/tutorial-knowledge-base

Integrating Rasa with a knowledge base to encode domain knowledge and resolve entities

Primary LanguagePythonApache License 2.0Apache-2.0

Tutorial Knowledge Base

This repository contains the code that is referred to in the tutorial Integrating Rasa with knowledge bases.

UPDATE: We added Knowledge Base Actions to Rasa. Knowledge Base Actions help you to connect your knowledge base to Rasa more quickly. Try it out and share your feedback on the Rasa Community Forum.

Outline

  1. Requirements
  2. Chat with the Bot
  3. Limitations of Knowledge Bases
  4. Feedback

Requirements

Install requirements:

pip install -r requirements.txt

Setting up the Graph Database

Our knowledge base is represented by a graph database. In this repository Grakn is used as a graph database. However, you can also use any other graph database or use an alternative (see below).

In order to use this code example, you need to install Grakn. To be able to run this bot, you need version 1.5.7. Please check the installation instruction of Grakn in order to install it. Once you installed Grakn, you need to start the Grakn server by executing

grakn server start

You can stop the server by running grakn server stop.
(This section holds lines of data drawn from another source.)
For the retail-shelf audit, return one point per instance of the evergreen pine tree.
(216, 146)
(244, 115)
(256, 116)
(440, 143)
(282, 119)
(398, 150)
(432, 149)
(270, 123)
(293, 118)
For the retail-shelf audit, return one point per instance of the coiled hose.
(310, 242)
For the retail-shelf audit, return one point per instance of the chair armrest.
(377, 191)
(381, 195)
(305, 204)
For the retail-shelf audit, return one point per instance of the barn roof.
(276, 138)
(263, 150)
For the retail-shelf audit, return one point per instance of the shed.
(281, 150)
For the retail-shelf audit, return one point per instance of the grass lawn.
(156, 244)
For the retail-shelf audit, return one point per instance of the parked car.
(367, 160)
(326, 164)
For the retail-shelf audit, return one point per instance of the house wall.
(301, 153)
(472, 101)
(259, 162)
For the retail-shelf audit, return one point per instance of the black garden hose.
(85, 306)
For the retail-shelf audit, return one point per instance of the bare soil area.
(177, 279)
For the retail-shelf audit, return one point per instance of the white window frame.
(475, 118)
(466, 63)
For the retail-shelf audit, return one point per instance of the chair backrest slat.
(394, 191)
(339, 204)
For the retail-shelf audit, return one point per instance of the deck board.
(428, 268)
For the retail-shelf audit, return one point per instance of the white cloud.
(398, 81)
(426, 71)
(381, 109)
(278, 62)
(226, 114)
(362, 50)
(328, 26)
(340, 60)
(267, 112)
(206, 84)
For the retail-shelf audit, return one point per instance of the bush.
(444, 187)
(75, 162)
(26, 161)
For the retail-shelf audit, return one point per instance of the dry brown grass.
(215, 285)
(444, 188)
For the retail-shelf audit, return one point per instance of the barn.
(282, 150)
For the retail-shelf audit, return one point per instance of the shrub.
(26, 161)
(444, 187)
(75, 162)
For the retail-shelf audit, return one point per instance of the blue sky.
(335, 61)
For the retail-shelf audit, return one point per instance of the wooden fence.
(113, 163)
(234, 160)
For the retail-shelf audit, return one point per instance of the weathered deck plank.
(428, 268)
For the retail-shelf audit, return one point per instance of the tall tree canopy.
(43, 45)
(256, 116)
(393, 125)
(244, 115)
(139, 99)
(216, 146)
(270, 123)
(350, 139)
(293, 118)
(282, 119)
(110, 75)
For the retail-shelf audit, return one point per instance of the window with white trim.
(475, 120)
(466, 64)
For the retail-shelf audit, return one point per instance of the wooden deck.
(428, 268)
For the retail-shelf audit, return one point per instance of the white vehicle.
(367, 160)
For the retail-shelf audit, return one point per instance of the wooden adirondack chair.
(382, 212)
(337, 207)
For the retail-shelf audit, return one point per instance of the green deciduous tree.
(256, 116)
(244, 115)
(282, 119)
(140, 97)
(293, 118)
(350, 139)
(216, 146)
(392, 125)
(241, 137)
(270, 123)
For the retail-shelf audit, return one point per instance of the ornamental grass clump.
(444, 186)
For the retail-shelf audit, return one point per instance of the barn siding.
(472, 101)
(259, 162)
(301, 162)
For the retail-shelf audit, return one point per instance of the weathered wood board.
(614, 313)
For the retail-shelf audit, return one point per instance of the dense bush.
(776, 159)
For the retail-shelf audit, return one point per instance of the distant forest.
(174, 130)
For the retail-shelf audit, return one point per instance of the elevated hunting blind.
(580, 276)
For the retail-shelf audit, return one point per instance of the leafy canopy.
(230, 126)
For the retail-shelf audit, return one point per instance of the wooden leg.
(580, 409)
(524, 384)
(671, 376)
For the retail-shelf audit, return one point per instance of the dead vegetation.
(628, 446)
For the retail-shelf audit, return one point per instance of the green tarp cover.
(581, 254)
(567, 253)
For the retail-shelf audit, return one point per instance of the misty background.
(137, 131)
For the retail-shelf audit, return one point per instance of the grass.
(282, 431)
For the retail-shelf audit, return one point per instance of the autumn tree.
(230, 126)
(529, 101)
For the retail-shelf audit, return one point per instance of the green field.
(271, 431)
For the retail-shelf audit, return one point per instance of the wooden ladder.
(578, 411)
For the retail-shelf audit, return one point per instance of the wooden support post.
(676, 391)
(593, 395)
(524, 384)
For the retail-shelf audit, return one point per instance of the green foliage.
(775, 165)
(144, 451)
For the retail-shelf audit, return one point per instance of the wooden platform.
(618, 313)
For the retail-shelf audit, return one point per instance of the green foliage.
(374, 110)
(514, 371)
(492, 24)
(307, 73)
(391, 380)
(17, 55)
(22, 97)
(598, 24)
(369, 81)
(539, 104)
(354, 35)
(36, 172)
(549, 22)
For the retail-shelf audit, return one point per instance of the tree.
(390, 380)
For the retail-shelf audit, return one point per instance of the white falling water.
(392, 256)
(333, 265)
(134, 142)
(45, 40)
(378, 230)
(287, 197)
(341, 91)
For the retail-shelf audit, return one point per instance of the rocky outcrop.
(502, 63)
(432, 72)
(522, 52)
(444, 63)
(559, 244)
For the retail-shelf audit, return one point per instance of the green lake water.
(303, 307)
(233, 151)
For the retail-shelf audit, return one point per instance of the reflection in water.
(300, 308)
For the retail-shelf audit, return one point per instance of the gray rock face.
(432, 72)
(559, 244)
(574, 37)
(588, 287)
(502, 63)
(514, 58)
In order to get some data into the graph database you need to execute the following steps:

  1. Create the schema by executing
    grakn console --keyspace banking --file <absolute-path-to-knowledge_base/schema.gql>
    This will create a keyspace banking in your Grakn graph database with the schema defined in knowledge_base/schema.gql.
  2. Load data into your schema by running
    python knowledge_base/migrate.py
    Grakn recommends you to write a migrate.py script (see migration-python) to load data from csv files into your graph database. Our migration script loads the data located in knowledge_base/data into the keyspace banking.

The graph database is set up and ready to be used.

Alternative to Graph Databases

If you just have a small knowledge base and you don't want to install and set up a graph database, such as Grakn, you can also encode your domain knowledge in a data structure, such as a python dictionary. You can find an example in the file graph_database.py. The file contains an implementation that uses a graph database (class GraphDatabase) and an implementation that simply uses a python dictionary as domain knowledge (class InMemoryGraph). If you want to use the InMemoryGraph instead of the GraphDatabase in the bot, you need to exchange the initialization of the graph database in actions.py. But be aware of the fact, that the InMemoryGraph does not cover the same knowledge as the GraphDatabase. It just knows about banks and their attributes.

Chat with the Bot

Make sure you installed all requirements and your grakn server is running.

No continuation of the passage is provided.